T.L. Cowan

Black & white image of T.L. Cowan. Image shows a white femme wearing dark, thick-rimmed eyeglasses, brown curly hair pulled back into a lose bun; she sports dramatic dark red lipstick. She is wearing a black blazer. The background of the image is the bottom corner of a framed print by Andréa Zarwiny. T.L.'s reflection is mirrored in the glass of the picture.

T.L. Cowan selfie.

T.L. Cowan (she/they) is an Assistant Professor of Media Studies in the Department of Arts Culture and Media (UTSC) and the Faculty of Information at the University of Toronto, as well as a cabaret and video artist. Her creative-research practice moves between page, stage, and screen.


Research


T.L.’s research focuses on cultural and intellectual economies and networks of minoritized digital media and performance practices. Notable commissions for their creative-critical work include the PlugIn Institute of Contemporary Art in Winnipeg, Queens Museum in New York City, and Nuit Blanche in Toronto. She is currently completing two monographs, Transmedial Drag and Other Cross-Platform Cabaret Methods, and The Needs of Others: Trauma, Media & Disorder.

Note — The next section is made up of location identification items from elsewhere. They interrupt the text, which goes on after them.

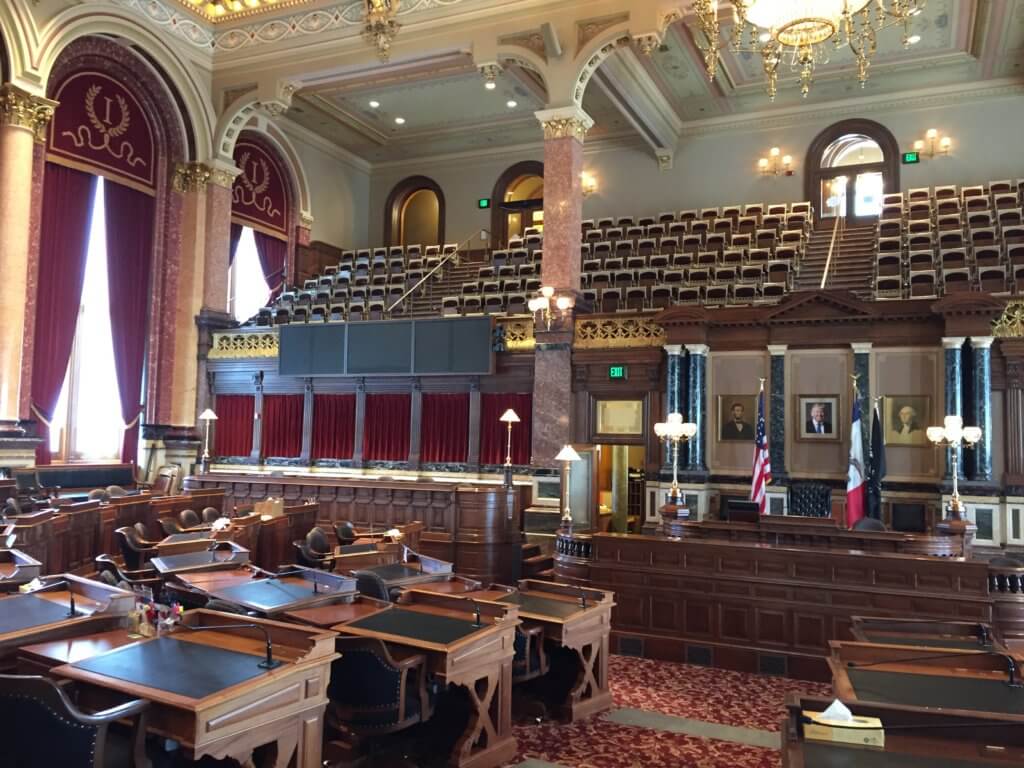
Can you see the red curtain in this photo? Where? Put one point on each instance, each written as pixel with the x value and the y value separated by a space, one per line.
pixel 64 247
pixel 272 254
pixel 385 435
pixel 233 425
pixel 444 428
pixel 494 433
pixel 334 426
pixel 236 237
pixel 283 425
pixel 129 248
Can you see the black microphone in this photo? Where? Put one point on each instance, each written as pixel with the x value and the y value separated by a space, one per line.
pixel 1012 671
pixel 269 663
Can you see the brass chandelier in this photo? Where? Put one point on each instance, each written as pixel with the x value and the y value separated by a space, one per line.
pixel 801 33
pixel 381 25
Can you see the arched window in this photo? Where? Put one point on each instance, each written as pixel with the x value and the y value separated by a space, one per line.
pixel 517 201
pixel 850 166
pixel 414 213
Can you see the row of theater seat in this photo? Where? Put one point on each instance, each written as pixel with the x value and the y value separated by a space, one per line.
pixel 932 242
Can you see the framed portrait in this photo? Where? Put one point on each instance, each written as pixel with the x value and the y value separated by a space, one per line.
pixel 619 417
pixel 818 418
pixel 905 419
pixel 737 418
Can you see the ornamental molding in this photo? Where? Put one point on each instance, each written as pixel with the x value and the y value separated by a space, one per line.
pixel 244 346
pixel 1010 325
pixel 19 109
pixel 617 333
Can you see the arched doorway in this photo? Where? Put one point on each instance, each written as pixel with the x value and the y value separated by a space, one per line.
pixel 414 213
pixel 517 201
pixel 850 166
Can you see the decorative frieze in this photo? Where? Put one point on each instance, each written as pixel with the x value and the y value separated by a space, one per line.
pixel 22 110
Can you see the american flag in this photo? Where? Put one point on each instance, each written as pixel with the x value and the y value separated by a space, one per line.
pixel 762 464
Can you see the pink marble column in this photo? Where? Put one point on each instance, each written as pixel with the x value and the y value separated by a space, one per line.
pixel 23 122
pixel 563 132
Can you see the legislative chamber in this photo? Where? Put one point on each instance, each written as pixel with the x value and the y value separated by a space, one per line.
pixel 511 384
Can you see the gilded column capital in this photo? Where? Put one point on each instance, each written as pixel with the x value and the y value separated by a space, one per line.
pixel 23 110
pixel 564 122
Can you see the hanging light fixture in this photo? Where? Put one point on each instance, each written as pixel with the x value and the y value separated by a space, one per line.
pixel 381 26
pixel 801 33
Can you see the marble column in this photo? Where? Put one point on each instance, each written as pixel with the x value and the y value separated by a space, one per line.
pixel 24 118
pixel 952 345
pixel 862 368
pixel 776 412
pixel 1013 351
pixel 696 355
pixel 673 391
pixel 563 133
pixel 981 409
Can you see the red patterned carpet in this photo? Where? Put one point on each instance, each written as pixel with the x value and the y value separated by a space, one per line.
pixel 683 690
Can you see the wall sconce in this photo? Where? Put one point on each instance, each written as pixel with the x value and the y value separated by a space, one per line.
pixel 567 455
pixel 588 183
pixel 543 304
pixel 775 164
pixel 934 143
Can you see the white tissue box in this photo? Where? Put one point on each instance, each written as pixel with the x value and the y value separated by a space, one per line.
pixel 860 730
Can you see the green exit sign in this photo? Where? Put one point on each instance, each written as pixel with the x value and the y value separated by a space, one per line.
pixel 616 372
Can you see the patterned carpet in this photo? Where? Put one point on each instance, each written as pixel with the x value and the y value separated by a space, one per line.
pixel 687 693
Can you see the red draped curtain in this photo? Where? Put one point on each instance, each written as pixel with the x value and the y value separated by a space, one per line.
pixel 272 254
pixel 334 426
pixel 444 428
pixel 494 433
pixel 283 425
pixel 130 218
pixel 64 246
pixel 233 425
pixel 385 435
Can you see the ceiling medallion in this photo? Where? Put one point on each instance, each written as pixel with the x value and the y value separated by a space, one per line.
pixel 800 33
pixel 381 26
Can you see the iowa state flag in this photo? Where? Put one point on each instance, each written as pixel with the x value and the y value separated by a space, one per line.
pixel 855 473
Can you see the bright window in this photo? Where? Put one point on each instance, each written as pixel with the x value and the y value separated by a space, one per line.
pixel 87 423
pixel 248 291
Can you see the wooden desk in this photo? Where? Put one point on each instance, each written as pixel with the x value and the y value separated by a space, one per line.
pixel 16 567
pixel 228 555
pixel 208 693
pixel 42 615
pixel 560 611
pixel 963 682
pixel 914 738
pixel 459 653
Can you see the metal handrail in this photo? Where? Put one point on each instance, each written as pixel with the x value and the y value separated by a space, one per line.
pixel 452 255
pixel 840 223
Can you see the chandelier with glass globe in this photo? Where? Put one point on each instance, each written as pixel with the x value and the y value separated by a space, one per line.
pixel 802 33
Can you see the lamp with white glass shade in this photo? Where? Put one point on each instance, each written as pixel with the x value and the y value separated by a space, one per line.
pixel 953 435
pixel 566 456
pixel 509 417
pixel 206 417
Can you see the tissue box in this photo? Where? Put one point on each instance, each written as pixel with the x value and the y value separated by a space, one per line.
pixel 860 730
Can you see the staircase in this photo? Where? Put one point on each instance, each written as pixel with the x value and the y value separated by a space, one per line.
pixel 852 265
pixel 426 302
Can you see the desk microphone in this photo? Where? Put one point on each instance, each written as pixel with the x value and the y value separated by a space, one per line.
pixel 269 663
pixel 1012 672
pixel 72 612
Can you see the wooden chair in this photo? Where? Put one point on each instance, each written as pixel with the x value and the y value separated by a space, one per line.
pixel 42 727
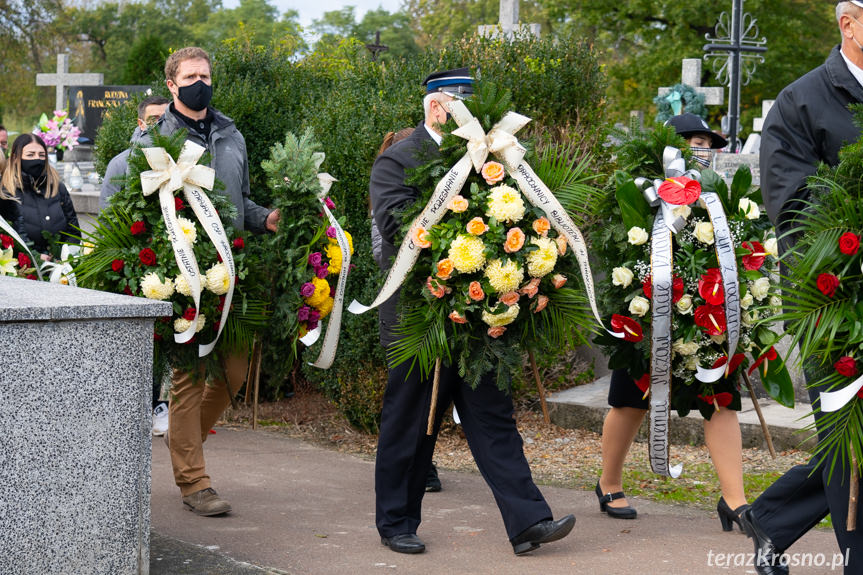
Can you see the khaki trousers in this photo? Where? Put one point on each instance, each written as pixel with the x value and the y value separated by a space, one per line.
pixel 195 407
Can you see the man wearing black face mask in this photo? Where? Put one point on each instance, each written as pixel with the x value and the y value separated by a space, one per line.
pixel 196 405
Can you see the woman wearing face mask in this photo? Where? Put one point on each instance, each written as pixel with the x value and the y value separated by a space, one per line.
pixel 45 203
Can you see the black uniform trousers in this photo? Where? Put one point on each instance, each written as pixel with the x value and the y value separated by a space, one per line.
pixel 405 451
pixel 802 497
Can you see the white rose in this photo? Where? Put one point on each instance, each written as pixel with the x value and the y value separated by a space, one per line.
pixel 684 348
pixel 759 288
pixel 704 232
pixel 621 276
pixel 771 247
pixel 750 208
pixel 684 304
pixel 637 236
pixel 639 306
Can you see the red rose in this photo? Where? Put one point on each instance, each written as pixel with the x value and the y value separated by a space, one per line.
pixel 147 257
pixel 711 318
pixel 846 366
pixel 827 284
pixel 710 287
pixel 849 243
pixel 628 327
pixel 755 259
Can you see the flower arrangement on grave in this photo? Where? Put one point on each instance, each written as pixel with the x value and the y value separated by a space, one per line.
pixel 167 236
pixel 59 132
pixel 309 256
pixel 486 269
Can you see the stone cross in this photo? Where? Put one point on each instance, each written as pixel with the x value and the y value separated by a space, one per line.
pixel 63 78
pixel 691 76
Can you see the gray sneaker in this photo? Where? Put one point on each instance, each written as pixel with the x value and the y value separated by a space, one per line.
pixel 206 502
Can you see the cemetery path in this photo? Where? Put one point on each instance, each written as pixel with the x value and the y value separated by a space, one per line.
pixel 303 509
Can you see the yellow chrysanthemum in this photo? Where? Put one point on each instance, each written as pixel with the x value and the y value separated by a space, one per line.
pixel 505 204
pixel 504 277
pixel 504 318
pixel 326 307
pixel 541 261
pixel 188 228
pixel 466 253
pixel 218 280
pixel 322 292
pixel 153 288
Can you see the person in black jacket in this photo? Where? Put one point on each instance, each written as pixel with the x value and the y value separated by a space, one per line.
pixel 46 205
pixel 404 450
pixel 807 125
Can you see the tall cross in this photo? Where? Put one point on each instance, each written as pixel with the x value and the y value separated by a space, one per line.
pixel 741 44
pixel 63 78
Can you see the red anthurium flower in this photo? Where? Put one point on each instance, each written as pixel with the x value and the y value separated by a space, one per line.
pixel 768 356
pixel 630 328
pixel 846 366
pixel 710 287
pixel 679 191
pixel 756 256
pixel 849 243
pixel 711 318
pixel 827 284
pixel 719 400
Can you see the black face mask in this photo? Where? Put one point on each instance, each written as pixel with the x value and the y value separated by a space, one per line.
pixel 196 96
pixel 33 168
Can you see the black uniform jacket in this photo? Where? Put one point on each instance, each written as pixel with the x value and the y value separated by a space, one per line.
pixel 807 125
pixel 389 193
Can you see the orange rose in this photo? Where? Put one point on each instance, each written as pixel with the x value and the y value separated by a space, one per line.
pixel 558 280
pixel 561 245
pixel 509 298
pixel 531 288
pixel 492 172
pixel 420 237
pixel 541 302
pixel 476 227
pixel 514 240
pixel 496 331
pixel 444 269
pixel 474 291
pixel 541 226
pixel 457 204
pixel 456 317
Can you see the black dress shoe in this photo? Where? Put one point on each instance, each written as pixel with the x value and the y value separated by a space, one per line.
pixel 767 556
pixel 404 543
pixel 728 516
pixel 542 532
pixel 627 512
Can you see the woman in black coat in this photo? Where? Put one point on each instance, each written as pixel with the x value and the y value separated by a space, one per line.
pixel 45 204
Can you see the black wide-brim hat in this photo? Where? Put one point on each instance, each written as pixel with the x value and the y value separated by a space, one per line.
pixel 457 83
pixel 688 125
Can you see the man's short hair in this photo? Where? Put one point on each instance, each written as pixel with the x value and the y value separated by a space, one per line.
pixel 149 101
pixel 181 55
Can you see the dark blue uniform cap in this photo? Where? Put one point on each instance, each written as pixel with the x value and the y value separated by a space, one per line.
pixel 457 83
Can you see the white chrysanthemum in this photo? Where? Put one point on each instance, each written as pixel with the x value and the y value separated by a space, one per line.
pixel 505 204
pixel 504 318
pixel 541 261
pixel 504 277
pixel 218 279
pixel 153 288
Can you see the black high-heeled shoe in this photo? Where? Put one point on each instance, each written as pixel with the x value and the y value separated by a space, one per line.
pixel 727 516
pixel 627 512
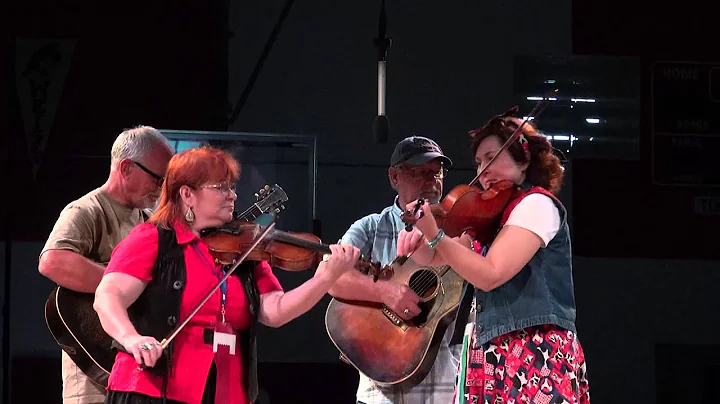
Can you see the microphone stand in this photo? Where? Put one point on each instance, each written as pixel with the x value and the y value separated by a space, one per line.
pixel 382 44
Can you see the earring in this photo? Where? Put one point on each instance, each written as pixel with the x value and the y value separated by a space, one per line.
pixel 189 215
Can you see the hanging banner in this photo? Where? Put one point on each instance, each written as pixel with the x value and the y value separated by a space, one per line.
pixel 41 67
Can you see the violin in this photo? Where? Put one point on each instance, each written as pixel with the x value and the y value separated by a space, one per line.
pixel 467 208
pixel 290 251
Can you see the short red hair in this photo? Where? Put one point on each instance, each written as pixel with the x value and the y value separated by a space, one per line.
pixel 194 167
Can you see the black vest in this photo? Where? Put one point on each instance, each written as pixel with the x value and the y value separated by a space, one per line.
pixel 157 310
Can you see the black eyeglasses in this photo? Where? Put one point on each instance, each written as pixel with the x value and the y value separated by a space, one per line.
pixel 158 178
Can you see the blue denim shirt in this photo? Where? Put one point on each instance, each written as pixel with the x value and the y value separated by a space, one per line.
pixel 541 293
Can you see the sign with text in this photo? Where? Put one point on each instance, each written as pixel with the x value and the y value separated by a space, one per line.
pixel 685 104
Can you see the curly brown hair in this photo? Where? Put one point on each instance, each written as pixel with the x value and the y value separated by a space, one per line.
pixel 545 168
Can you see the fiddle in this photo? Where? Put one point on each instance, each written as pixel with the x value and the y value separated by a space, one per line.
pixel 467 208
pixel 291 251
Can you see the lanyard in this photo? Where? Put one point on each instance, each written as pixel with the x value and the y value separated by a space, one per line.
pixel 219 273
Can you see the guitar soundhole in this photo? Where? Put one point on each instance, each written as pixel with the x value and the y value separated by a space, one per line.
pixel 424 283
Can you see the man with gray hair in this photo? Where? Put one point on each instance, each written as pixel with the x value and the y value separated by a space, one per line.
pixel 90 227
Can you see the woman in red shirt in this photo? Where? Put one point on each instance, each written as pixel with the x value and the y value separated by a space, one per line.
pixel 203 364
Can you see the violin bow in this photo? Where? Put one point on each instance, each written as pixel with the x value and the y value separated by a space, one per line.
pixel 166 341
pixel 536 111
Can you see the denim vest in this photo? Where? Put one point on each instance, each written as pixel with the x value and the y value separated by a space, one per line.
pixel 541 293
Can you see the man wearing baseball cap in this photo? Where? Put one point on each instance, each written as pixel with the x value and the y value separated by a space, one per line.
pixel 417 169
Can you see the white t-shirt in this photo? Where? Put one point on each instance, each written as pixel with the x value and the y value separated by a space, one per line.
pixel 538 214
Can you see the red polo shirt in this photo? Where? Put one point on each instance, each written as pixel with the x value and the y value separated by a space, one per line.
pixel 192 358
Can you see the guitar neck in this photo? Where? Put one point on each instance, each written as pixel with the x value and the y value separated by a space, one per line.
pixel 287 238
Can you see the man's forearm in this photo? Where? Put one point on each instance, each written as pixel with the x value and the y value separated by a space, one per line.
pixel 353 285
pixel 71 270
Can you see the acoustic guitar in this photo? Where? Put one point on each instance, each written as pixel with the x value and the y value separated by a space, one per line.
pixel 389 350
pixel 76 327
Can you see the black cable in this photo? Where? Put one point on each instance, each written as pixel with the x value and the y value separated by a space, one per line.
pixel 8 243
pixel 258 66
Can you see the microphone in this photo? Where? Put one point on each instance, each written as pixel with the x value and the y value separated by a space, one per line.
pixel 381 126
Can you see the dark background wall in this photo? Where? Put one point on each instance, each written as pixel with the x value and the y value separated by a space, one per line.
pixel 645 271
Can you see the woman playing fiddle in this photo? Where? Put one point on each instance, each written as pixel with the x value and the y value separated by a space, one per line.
pixel 161 272
pixel 523 343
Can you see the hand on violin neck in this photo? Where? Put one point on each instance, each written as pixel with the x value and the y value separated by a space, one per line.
pixel 415 244
pixel 418 214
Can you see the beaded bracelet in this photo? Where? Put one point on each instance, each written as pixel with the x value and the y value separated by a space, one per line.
pixel 433 243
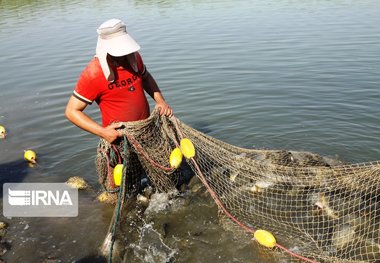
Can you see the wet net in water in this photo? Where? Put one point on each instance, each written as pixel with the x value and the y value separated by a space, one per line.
pixel 318 209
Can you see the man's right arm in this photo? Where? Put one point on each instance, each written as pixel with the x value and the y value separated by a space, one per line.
pixel 74 112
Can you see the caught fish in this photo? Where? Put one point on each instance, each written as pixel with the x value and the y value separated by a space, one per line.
pixel 261 186
pixel 319 200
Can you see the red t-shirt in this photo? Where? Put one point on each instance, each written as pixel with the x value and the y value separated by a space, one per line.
pixel 122 100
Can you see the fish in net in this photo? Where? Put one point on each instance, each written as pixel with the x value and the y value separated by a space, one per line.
pixel 317 209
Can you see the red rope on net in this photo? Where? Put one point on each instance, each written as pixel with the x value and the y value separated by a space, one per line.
pixel 220 204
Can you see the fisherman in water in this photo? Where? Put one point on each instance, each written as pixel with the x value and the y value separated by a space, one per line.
pixel 115 79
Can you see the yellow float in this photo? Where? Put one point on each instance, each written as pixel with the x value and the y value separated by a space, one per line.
pixel 187 148
pixel 118 174
pixel 265 238
pixel 176 158
pixel 30 156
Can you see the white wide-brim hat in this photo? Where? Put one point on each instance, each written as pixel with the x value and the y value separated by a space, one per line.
pixel 113 39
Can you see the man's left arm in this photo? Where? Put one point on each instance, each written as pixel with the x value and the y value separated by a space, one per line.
pixel 151 87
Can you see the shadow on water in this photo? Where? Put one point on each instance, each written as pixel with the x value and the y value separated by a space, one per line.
pixel 13 172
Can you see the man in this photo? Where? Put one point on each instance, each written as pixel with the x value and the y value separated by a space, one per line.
pixel 116 79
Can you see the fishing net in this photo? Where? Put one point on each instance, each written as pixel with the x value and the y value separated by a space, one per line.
pixel 318 209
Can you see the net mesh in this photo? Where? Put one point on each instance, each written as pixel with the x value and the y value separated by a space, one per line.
pixel 319 209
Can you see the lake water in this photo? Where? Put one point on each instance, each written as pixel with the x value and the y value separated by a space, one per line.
pixel 296 75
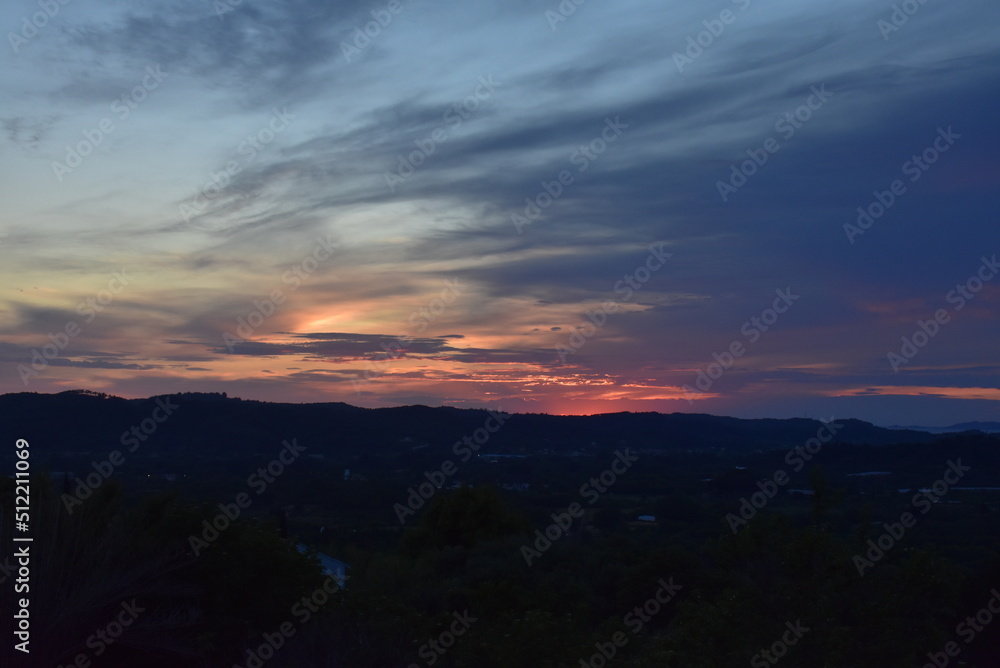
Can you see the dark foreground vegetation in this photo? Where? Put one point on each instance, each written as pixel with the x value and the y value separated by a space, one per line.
pixel 533 560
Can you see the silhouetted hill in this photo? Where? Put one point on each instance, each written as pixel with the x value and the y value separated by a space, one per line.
pixel 214 425
pixel 987 427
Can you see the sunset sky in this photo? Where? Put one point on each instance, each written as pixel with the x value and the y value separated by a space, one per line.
pixel 465 183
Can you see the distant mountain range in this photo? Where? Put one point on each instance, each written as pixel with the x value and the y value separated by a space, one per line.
pixel 220 426
pixel 988 427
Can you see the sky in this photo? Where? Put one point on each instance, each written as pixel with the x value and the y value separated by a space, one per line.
pixel 748 208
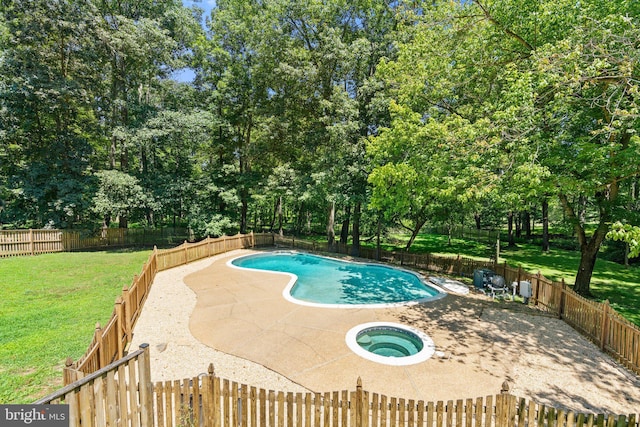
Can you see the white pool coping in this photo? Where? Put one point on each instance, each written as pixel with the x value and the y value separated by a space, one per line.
pixel 427 351
pixel 286 292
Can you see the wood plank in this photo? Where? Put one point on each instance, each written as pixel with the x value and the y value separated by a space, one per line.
pixel 253 406
pixel 235 410
pixel 224 405
pixel 327 409
pixel 86 405
pixel 280 400
pixel 459 412
pixel 440 413
pixel 488 413
pixel 159 394
pixel 263 407
pixel 384 411
pixel 430 414
pixel 317 413
pixel 420 413
pixel 478 412
pixel 244 402
pixel 541 415
pixel 531 415
pixel 100 410
pixel 309 410
pixel 111 390
pixel 393 412
pixel 72 399
pixel 522 412
pixel 299 410
pixel 468 413
pixel 272 408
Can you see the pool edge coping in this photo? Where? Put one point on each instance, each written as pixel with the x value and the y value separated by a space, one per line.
pixel 286 292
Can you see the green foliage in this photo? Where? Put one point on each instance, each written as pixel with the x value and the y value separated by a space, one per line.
pixel 49 311
pixel 627 233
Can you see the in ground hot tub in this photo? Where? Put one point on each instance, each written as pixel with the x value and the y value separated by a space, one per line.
pixel 390 343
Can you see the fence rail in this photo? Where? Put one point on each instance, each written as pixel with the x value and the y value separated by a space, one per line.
pixel 123 394
pixel 597 321
pixel 110 342
pixel 35 242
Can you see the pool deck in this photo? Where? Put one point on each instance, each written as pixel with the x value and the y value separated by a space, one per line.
pixel 243 313
pixel 206 312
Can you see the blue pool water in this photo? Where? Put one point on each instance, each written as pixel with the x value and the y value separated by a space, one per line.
pixel 327 281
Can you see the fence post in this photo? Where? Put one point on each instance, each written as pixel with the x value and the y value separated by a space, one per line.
pixel 537 288
pixel 69 374
pixel 119 309
pixel 146 387
pixel 605 324
pixel 359 404
pixel 563 297
pixel 31 241
pixel 97 337
pixel 126 296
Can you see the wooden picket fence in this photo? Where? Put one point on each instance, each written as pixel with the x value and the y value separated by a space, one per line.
pixel 111 342
pixel 122 394
pixel 597 321
pixel 36 242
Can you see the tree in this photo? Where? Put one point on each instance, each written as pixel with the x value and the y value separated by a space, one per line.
pixel 46 113
pixel 119 195
pixel 556 94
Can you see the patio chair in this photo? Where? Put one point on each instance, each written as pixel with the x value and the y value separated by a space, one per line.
pixel 498 287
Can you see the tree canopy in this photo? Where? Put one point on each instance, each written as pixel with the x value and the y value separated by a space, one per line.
pixel 323 115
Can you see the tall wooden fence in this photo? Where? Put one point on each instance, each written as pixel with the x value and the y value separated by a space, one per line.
pixel 597 321
pixel 122 394
pixel 35 242
pixel 111 342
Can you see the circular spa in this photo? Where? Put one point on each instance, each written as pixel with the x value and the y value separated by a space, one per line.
pixel 390 343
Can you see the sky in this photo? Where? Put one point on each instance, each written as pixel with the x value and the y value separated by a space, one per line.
pixel 186 74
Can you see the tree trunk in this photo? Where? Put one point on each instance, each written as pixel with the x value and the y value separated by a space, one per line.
pixel 545 225
pixel 274 215
pixel 280 229
pixel 511 237
pixel 526 222
pixel 588 255
pixel 378 231
pixel 331 234
pixel 355 246
pixel 414 234
pixel 344 232
pixel 589 247
pixel 476 217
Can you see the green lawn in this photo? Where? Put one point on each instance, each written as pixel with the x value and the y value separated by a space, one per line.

Their most recent essays are published in Moving Archives (2020), The Routledge Companion to Digital Humanities & Art History (2020), American Quarterly (2020) First Monday (2018), Liminalities: A Journal of Performance Studies (2016), More Caught in the Act: An Anthology of Performance Art by Canadian Women (2016, edited by Johanna Householder and Tanya Mars) and as part of Alexandra Juhasz’s #100 Hard Truths.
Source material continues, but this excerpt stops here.